Where no tyranny is tolerable
Takes me back to September of 1965. How lonely and homesick I was, having never been away from home before. before. It felt so drab and at times frightening.
I remember the sound of what I was told were bluejays, I could hear them caw caw cawing from wherever it was they were. I thought they sounded like the gulls I heard at the sea shore. Caw ... Caw ... caw ... just hearing or even thinking about that bluejay sound reminds me ... makes me feel sad and gloomy. At the time, I could hear enough to tell the different calls of birds, but just some of them. I was told about and learned the call of a nasty one called a cowbird, which has the nasty habit of taking over another's nest, sitting on the eggs, then making a quick meal of the small fry when they hatch. Boy, I thought only humans did stuff like that! I could easily hear flocks of birds as they passed, and in what direction. I could hear the distant whistles of passing trains, and wondered where it was the trains were going. Had I been armed with more than a water pistol, I might have even taken a shot at them. (You know how ten-yer-olds think).
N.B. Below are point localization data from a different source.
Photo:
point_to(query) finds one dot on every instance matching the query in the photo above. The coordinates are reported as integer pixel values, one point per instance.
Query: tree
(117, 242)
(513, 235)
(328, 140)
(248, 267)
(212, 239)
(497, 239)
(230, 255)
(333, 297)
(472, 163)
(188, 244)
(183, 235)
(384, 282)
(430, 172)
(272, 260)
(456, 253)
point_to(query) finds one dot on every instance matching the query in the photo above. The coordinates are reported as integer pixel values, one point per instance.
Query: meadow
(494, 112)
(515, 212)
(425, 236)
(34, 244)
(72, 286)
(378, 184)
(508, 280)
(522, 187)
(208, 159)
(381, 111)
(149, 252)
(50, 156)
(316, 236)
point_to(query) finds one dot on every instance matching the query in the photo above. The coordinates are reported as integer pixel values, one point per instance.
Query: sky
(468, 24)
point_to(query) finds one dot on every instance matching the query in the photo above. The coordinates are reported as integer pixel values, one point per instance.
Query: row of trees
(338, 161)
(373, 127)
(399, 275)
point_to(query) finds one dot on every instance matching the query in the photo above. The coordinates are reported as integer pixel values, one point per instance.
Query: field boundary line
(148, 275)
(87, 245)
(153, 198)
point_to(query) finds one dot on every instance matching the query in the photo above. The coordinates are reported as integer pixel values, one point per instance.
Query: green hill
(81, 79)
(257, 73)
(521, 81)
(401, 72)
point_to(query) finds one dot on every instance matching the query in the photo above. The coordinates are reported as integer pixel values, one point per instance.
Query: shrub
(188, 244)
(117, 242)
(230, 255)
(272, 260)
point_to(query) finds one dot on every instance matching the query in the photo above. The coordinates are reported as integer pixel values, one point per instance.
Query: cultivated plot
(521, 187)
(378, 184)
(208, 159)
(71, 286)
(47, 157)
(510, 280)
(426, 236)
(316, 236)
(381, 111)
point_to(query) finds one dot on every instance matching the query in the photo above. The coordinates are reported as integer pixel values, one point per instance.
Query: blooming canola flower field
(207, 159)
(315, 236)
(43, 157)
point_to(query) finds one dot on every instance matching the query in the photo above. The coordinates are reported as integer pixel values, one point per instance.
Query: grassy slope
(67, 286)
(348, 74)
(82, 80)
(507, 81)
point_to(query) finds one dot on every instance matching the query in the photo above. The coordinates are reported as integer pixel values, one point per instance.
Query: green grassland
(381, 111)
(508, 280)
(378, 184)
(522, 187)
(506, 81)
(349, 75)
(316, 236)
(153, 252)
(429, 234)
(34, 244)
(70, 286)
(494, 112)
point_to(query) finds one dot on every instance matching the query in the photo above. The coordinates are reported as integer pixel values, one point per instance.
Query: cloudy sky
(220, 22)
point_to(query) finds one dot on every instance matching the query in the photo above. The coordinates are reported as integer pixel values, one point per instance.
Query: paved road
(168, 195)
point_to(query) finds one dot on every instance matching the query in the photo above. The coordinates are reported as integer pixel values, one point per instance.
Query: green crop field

On summer vacation, if I woke early enough, I would listen out the window in wonder as the night sounds gradually became day sounds, the activity from the other houses, opening and closing doors, cars pulling out of driveways, the sounds of the garbage truck on its rounds. There was this bird I heard every morning just out the window ... I don't know what kind of bird it was. I can still whistle his song I heard 40 years ago. (whistles) but that won't work on Passions.
Now I live in an apartment and in order to hear anything I have to specifically set up for it. I don't know if there are any birds here, or anything. Just parked cars.
I wish I had your ability to add colors and visuals to your writes.